Do You Feel Like an Imposter?
For we are God’s handiwork, created in Christ Jesus to do good works, which God prepared in advance for us to do.
Ephesians 2:10
Do you feel like an imposter? A fraud? A fake?
Do you ever get the sense that people praise you to your face and cover your mistakes behind your back?
Do you feel like you’re barely holding it all together, putting on a brave face for the world, but one slip and everyone will discover you’re just being held together with paperclips and glue?
You’re not alone. Lots of people feel that way. But who can admit it without feeling like the whole house of cards will come crashing down?
And the hard part is, any negative encounter with another person seems to indicate you’re right. Like they can see right through you.
These feelings of inadequacy do come from a place of truth. We are sinners. We can’t do anything perfectly as perfectionist as we might be. Nothing we do is 100% perfect.
A little bit of pride, too, presents us with a paradox. You know you don’t do everything perfectly, but you don’t want it to seem that way. You want people to think you’re competent and adequate.
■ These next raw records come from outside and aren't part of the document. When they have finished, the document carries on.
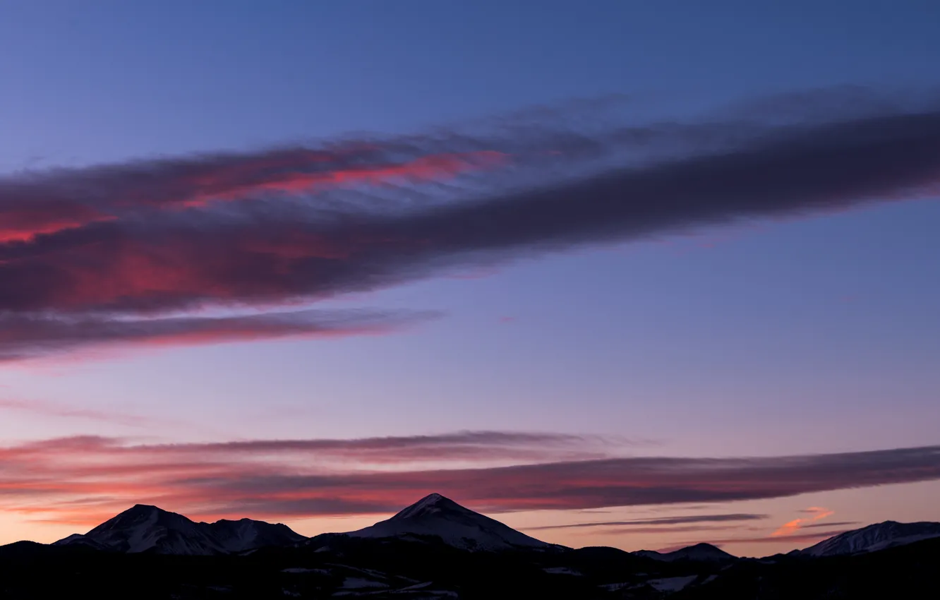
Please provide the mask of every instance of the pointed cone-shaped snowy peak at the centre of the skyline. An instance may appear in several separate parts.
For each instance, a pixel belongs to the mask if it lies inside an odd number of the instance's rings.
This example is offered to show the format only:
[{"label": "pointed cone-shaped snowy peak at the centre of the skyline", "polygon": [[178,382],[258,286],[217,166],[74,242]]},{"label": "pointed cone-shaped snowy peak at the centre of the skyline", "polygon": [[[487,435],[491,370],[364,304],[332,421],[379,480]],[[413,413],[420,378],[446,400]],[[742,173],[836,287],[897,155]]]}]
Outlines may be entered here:
[{"label": "pointed cone-shaped snowy peak at the centre of the skyline", "polygon": [[464,550],[556,547],[474,513],[440,494],[423,497],[390,519],[347,535],[354,538],[430,536]]}]

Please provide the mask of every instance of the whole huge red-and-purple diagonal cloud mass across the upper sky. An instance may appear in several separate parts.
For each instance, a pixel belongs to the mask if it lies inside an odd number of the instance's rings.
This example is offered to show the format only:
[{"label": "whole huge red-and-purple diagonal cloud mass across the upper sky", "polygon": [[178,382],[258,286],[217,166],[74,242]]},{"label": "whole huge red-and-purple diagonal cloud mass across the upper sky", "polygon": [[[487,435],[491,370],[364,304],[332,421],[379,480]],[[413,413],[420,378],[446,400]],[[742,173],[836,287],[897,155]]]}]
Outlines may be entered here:
[{"label": "whole huge red-and-purple diagonal cloud mass across the upper sky", "polygon": [[[853,104],[842,92],[816,95]],[[315,303],[583,245],[936,193],[935,106],[823,114],[819,103],[790,95],[746,121],[592,131],[504,121],[476,134],[7,176],[0,318],[93,324],[99,331],[83,334],[87,345],[121,337],[111,331],[127,330],[125,320],[155,330],[169,326],[158,321],[167,315],[197,309]],[[768,113],[775,107],[782,117]],[[263,319],[238,319],[251,331],[213,322],[206,333],[194,318],[139,338],[285,335]],[[11,327],[25,337],[0,338],[2,352],[71,351],[56,337],[61,328],[39,327],[52,332],[43,340],[37,329]]]}]

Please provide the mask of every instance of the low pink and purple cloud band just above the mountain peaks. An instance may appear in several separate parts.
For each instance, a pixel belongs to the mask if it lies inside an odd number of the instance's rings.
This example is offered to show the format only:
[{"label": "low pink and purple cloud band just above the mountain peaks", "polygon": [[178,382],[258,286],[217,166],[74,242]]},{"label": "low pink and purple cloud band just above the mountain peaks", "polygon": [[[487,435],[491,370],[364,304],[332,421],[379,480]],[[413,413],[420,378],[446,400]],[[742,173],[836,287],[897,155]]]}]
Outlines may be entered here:
[{"label": "low pink and purple cloud band just above the mountain peaks", "polygon": [[722,459],[619,451],[599,438],[492,432],[180,445],[53,439],[0,449],[0,509],[75,518],[70,502],[106,499],[102,506],[113,511],[146,502],[184,513],[297,518],[392,513],[440,492],[499,513],[791,497],[940,479],[940,447]]}]

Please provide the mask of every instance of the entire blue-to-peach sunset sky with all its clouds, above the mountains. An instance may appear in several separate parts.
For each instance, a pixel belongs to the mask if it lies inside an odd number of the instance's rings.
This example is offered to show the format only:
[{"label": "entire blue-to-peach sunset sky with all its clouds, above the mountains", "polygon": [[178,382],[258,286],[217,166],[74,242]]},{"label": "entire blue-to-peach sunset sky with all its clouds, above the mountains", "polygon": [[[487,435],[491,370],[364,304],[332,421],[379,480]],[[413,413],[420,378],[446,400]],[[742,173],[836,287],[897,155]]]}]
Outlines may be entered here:
[{"label": "entire blue-to-peach sunset sky with all its clouds, above the mountains", "polygon": [[0,0],[0,544],[940,520],[938,19]]}]

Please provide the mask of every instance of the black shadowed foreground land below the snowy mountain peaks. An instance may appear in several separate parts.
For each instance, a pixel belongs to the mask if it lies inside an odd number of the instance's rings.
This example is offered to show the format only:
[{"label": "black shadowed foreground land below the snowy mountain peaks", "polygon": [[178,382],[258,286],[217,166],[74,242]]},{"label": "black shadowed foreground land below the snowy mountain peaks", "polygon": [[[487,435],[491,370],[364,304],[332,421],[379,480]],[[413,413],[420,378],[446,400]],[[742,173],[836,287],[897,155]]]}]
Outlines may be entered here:
[{"label": "black shadowed foreground land below the snowy mountain peaks", "polygon": [[247,555],[0,546],[0,598],[936,598],[940,538],[856,556],[655,561],[613,548],[470,552],[326,534]]}]

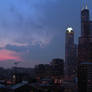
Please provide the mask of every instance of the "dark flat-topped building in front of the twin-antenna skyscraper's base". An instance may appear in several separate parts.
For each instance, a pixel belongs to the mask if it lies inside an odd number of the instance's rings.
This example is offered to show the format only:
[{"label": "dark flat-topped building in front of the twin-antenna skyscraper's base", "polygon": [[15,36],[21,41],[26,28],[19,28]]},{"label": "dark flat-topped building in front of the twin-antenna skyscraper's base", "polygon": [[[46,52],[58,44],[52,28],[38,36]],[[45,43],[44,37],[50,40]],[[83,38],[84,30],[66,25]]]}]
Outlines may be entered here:
[{"label": "dark flat-topped building in front of the twin-antenna skyscraper's base", "polygon": [[82,62],[79,67],[79,92],[92,92],[92,62]]}]

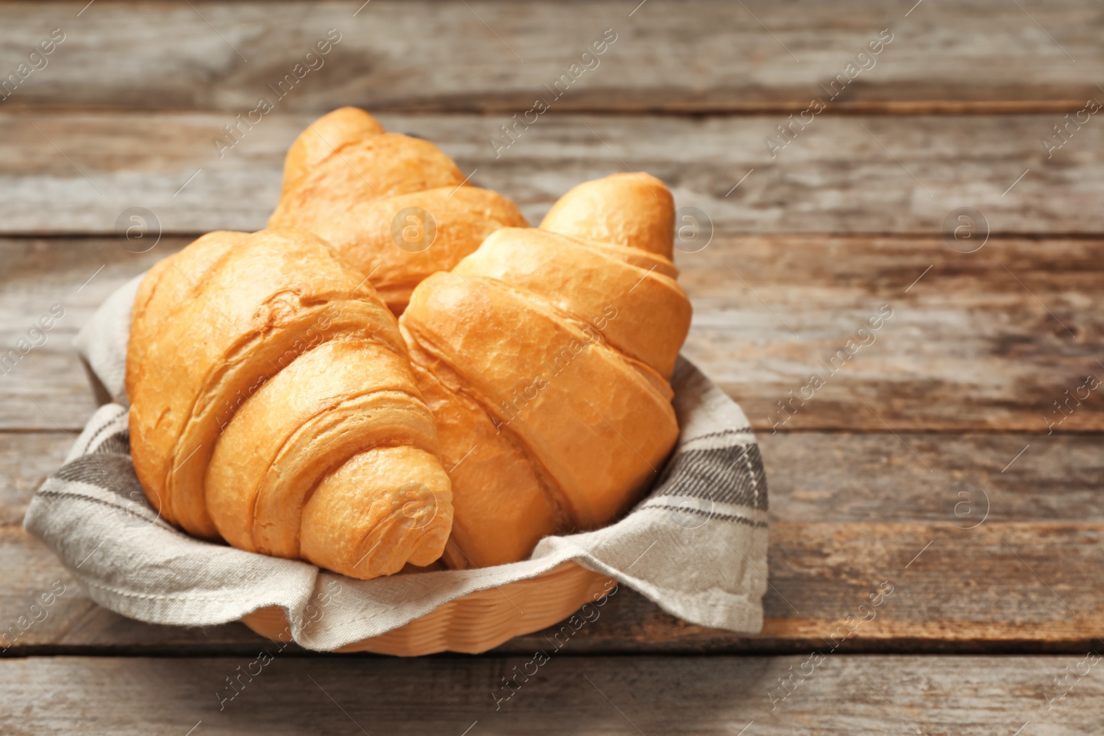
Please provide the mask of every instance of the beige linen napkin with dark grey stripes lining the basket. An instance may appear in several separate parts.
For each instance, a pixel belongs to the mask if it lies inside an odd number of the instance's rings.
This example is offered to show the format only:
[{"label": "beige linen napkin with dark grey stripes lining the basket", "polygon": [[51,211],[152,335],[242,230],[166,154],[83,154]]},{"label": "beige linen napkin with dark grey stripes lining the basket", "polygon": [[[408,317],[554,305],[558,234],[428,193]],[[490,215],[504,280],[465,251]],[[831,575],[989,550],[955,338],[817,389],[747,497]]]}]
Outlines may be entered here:
[{"label": "beige linen napkin with dark grey stripes lining the basket", "polygon": [[297,643],[328,651],[474,590],[573,561],[691,623],[762,629],[763,461],[740,407],[682,358],[672,381],[681,434],[648,495],[609,526],[545,537],[529,559],[354,580],[189,536],[158,518],[130,460],[124,369],[139,279],[112,295],[74,341],[97,395],[110,401],[35,492],[23,521],[100,606],[140,621],[184,626],[225,623],[278,606]]}]

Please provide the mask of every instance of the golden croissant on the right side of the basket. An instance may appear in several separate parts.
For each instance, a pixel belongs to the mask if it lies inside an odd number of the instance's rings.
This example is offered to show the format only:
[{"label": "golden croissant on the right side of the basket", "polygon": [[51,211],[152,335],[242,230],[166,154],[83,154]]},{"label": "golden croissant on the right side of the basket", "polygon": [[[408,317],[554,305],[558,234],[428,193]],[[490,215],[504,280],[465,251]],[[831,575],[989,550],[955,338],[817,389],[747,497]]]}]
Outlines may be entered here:
[{"label": "golden croissant on the right side of the basket", "polygon": [[607,177],[414,290],[400,326],[453,481],[450,566],[601,526],[654,480],[691,312],[673,218],[658,179]]}]

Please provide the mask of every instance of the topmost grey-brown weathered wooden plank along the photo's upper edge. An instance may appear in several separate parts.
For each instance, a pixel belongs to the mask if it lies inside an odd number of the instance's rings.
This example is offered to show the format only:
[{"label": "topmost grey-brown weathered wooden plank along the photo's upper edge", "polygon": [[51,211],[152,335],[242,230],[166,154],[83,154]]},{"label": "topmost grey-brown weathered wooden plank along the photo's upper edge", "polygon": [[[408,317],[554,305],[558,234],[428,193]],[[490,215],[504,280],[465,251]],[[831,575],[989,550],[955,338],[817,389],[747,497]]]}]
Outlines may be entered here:
[{"label": "topmost grey-brown weathered wooden plank along the photo's upper edge", "polygon": [[[883,29],[839,110],[1076,109],[1097,94],[1104,53],[1094,7],[998,0],[847,0],[799,11],[766,0],[542,2],[8,2],[0,68],[54,28],[65,41],[7,102],[13,107],[216,109],[265,96],[287,110],[343,104],[392,111],[493,111],[548,97],[554,113],[804,109]],[[626,8],[626,4],[628,7]],[[1030,12],[1030,15],[1028,12]],[[1036,24],[1038,23],[1038,25]],[[171,28],[172,33],[163,30]],[[286,97],[276,85],[329,29],[340,42]],[[559,99],[544,89],[583,60]],[[335,36],[336,38],[336,36]],[[523,60],[523,61],[522,61]],[[1074,64],[1073,61],[1076,61]],[[41,62],[40,62],[41,63]],[[595,63],[597,65],[595,66]],[[871,66],[871,63],[873,64]],[[582,66],[576,67],[582,68]],[[852,67],[854,68],[854,67]],[[854,73],[852,73],[854,74]],[[827,99],[827,97],[825,97]]]}]

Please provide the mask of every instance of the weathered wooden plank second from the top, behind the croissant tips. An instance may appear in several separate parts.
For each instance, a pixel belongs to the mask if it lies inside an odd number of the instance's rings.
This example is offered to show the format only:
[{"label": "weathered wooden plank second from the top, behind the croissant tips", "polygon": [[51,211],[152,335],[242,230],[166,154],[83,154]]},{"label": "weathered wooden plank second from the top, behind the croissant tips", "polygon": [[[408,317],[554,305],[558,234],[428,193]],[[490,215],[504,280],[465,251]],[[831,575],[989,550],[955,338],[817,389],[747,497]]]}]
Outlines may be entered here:
[{"label": "weathered wooden plank second from the top, behind the croissant tips", "polygon": [[[660,177],[679,206],[728,232],[932,234],[960,206],[978,209],[994,233],[1101,232],[1095,117],[1050,153],[1040,141],[1061,140],[1051,130],[1060,114],[819,115],[781,150],[765,142],[781,146],[781,114],[544,116],[506,149],[491,143],[493,117],[380,117],[435,141],[533,222],[571,186],[628,167]],[[273,113],[220,158],[212,141],[226,114],[2,114],[0,233],[115,233],[132,206],[167,233],[257,230],[286,149],[311,119]]]}]

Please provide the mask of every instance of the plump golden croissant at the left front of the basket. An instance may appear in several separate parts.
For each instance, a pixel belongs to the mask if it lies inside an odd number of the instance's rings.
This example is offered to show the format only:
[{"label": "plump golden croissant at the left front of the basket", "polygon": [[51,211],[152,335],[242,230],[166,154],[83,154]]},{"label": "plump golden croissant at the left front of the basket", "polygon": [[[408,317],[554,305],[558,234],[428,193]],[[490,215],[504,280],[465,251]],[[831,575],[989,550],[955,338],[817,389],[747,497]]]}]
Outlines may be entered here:
[{"label": "plump golden croissant at the left front of the basket", "polygon": [[135,470],[164,519],[358,578],[440,556],[433,416],[364,280],[301,231],[211,233],[150,269],[126,387]]}]

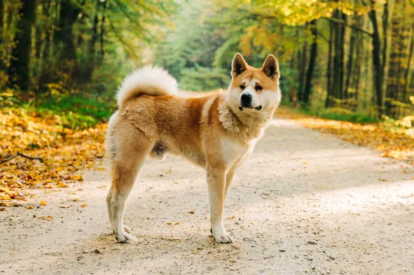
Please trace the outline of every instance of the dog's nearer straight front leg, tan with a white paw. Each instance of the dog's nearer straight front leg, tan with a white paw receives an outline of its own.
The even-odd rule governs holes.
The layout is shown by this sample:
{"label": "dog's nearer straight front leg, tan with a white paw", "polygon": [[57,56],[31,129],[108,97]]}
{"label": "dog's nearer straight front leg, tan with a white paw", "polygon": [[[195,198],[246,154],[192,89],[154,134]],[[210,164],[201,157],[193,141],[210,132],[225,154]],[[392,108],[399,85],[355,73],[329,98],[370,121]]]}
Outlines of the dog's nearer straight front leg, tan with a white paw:
{"label": "dog's nearer straight front leg, tan with a white paw", "polygon": [[233,243],[223,225],[224,200],[226,198],[226,171],[207,168],[208,197],[210,201],[211,231],[217,243]]}

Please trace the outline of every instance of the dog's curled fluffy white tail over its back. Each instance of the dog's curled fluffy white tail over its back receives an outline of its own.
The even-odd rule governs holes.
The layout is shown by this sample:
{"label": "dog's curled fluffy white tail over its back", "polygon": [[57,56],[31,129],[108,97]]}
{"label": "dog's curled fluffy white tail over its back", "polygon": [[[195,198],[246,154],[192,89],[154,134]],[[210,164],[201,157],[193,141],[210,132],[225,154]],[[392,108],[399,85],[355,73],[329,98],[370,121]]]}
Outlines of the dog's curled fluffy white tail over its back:
{"label": "dog's curled fluffy white tail over its back", "polygon": [[177,93],[177,81],[161,67],[146,65],[128,74],[117,92],[118,106],[128,99],[146,94],[162,96]]}

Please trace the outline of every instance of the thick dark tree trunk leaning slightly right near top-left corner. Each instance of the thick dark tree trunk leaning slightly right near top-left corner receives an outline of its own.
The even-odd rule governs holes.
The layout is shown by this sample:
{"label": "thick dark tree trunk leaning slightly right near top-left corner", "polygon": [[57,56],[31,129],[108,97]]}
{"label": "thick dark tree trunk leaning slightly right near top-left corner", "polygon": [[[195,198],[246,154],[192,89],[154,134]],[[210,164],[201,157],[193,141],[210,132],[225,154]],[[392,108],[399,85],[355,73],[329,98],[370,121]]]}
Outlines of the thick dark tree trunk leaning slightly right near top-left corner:
{"label": "thick dark tree trunk leaning slightly right near top-left corner", "polygon": [[32,47],[32,25],[36,10],[36,0],[23,0],[19,10],[21,19],[17,23],[14,37],[16,46],[12,50],[12,60],[8,68],[10,85],[17,85],[23,91],[30,86],[29,65]]}

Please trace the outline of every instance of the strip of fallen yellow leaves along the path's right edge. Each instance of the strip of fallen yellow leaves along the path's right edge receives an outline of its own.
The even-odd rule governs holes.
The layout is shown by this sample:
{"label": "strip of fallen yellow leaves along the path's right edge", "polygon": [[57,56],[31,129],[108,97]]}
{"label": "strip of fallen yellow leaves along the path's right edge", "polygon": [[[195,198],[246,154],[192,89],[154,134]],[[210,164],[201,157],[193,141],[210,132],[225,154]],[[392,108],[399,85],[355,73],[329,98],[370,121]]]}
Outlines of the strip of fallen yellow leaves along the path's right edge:
{"label": "strip of fallen yellow leaves along the path's right edge", "polygon": [[413,161],[414,136],[404,132],[388,131],[383,123],[359,124],[347,121],[333,121],[297,114],[286,108],[279,108],[276,116],[294,119],[306,128],[326,132],[356,145],[371,147],[381,156]]}

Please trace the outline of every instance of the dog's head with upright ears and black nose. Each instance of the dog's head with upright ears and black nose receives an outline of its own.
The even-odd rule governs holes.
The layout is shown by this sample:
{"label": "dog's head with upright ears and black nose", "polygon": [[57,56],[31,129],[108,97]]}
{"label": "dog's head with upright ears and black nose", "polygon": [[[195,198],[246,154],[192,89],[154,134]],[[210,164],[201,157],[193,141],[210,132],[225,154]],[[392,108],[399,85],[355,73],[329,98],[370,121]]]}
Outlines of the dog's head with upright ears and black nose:
{"label": "dog's head with upright ears and black nose", "polygon": [[226,99],[237,112],[258,114],[274,112],[279,105],[279,63],[272,54],[268,55],[262,68],[253,68],[246,63],[242,54],[235,54],[231,64],[232,81]]}

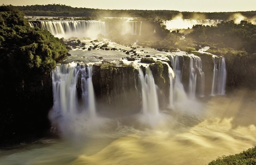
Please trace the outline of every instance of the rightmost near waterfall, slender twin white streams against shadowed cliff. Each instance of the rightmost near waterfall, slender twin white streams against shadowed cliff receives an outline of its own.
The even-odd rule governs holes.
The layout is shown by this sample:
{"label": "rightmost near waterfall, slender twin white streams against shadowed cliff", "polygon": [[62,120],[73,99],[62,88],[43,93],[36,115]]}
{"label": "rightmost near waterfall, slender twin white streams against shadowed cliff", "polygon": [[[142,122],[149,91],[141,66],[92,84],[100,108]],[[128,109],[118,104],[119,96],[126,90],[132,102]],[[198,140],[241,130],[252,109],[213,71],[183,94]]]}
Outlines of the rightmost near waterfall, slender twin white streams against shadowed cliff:
{"label": "rightmost near waterfall, slender twin white streams against shadowed cliff", "polygon": [[225,58],[221,57],[219,60],[219,67],[217,69],[216,58],[213,60],[214,69],[213,69],[213,77],[212,77],[212,92],[211,95],[225,95],[226,89],[226,63]]}

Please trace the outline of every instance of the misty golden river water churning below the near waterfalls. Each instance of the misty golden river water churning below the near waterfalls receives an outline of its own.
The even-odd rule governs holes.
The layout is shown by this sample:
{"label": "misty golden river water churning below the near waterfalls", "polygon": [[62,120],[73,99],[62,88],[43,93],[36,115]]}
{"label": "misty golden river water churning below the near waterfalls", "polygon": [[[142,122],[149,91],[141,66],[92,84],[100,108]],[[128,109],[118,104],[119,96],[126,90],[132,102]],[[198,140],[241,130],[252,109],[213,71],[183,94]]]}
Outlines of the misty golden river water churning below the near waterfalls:
{"label": "misty golden river water churning below the near waterfalls", "polygon": [[160,110],[155,120],[82,120],[72,126],[80,131],[63,132],[63,140],[2,149],[0,164],[205,164],[256,145],[255,106],[255,97],[240,92]]}

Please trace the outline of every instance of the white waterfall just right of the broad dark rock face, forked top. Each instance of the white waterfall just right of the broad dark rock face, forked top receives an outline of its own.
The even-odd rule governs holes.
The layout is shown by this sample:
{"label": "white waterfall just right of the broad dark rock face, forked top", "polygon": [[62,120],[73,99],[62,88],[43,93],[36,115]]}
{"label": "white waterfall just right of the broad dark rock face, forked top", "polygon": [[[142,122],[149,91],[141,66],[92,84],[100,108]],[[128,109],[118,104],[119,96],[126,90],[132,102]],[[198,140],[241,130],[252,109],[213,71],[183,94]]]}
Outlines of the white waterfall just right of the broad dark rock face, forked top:
{"label": "white waterfall just right of the broad dark rock face, forked top", "polygon": [[142,97],[142,113],[154,114],[159,113],[158,97],[156,93],[156,85],[149,66],[146,66],[146,74],[139,68],[139,79]]}

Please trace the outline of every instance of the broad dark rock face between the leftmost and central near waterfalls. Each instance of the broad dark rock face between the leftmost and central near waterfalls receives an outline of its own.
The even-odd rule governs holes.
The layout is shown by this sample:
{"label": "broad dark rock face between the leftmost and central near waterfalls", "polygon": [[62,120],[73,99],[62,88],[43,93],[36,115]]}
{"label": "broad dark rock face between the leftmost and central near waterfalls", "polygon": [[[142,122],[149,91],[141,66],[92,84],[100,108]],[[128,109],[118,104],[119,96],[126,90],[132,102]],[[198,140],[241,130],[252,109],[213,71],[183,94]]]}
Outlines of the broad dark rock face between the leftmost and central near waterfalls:
{"label": "broad dark rock face between the leftmost and central near waterfalls", "polygon": [[136,88],[139,85],[138,70],[132,65],[95,64],[92,83],[100,109],[139,109],[140,97]]}

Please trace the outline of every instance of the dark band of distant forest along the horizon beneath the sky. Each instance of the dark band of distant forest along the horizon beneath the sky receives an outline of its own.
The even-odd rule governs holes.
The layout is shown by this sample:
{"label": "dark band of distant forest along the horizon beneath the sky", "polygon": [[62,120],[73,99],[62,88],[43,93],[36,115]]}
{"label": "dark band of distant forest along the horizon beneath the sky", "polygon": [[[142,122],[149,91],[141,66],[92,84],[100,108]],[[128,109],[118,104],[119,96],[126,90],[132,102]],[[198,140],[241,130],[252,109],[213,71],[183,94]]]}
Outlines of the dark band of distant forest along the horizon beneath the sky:
{"label": "dark band of distant forest along the horizon beneath the sky", "polygon": [[[20,11],[28,16],[66,16],[66,17],[142,17],[142,18],[156,18],[167,20],[172,19],[179,13],[183,15],[184,19],[201,18],[201,19],[222,19],[227,20],[235,12],[180,12],[172,10],[102,10],[90,8],[73,8],[71,6],[61,4],[47,4],[47,5],[27,5],[17,6]],[[245,17],[253,17],[256,11],[240,12]]]}

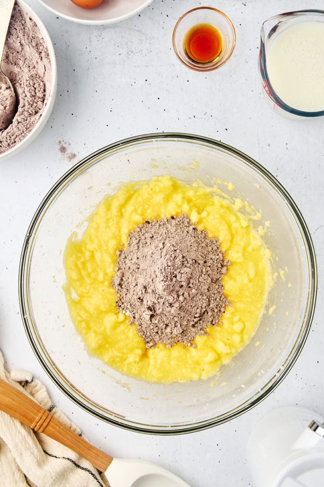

You don’t want to open yourself up to criticism or disdain.
You and I need to be reminded we don’t need the façade we build for ourselves. Perfection is out of reach. We need grace.
Because of his great love for us, God, who is rich in mercy, made us alive with Christ even when we were dead in transgressions—it is by grace you have been saved. And God raised us up with Christ and seated us with him in the heavenly realms in Christ Jesus, in order that in the coming ages he might show the incomparable riches of his grace, expressed in his kindness to us in Christ Jesus. For it is by grace you have been saved, through faith—and this is not from yourselves, it is the gift of God— not by works, so that no one can boast.
Ephesians 2:4-9
It is God’s grace that saves us. We are not perfect. Paul says we’re born dead—“dead in your transgressions and sins” (Ephesians 2:1). Our attempts to cover our imperfections can only bring us worry that our coverings don’t cover enough.
We need grace. And grace God gives us. He has raised us from the dead. More than that he has “seated us with him in the heavenly realms in Christ Jesus” (Ephesians 2:6). You can’t be an imposter because God has given you the identity that matters: his daughter or son.
His handiwork.
That’s what we’re called. In Christ Jesus, we are God’s handiwork, made new in his Son. Transformed. Called. And that which we’re supposed to do? Already prepared for us in advance.
So, God’s grace saves us. It refashions us. It confers a new status on us. It prepares our works for us. You can’t pretend to be what God has already truly made you.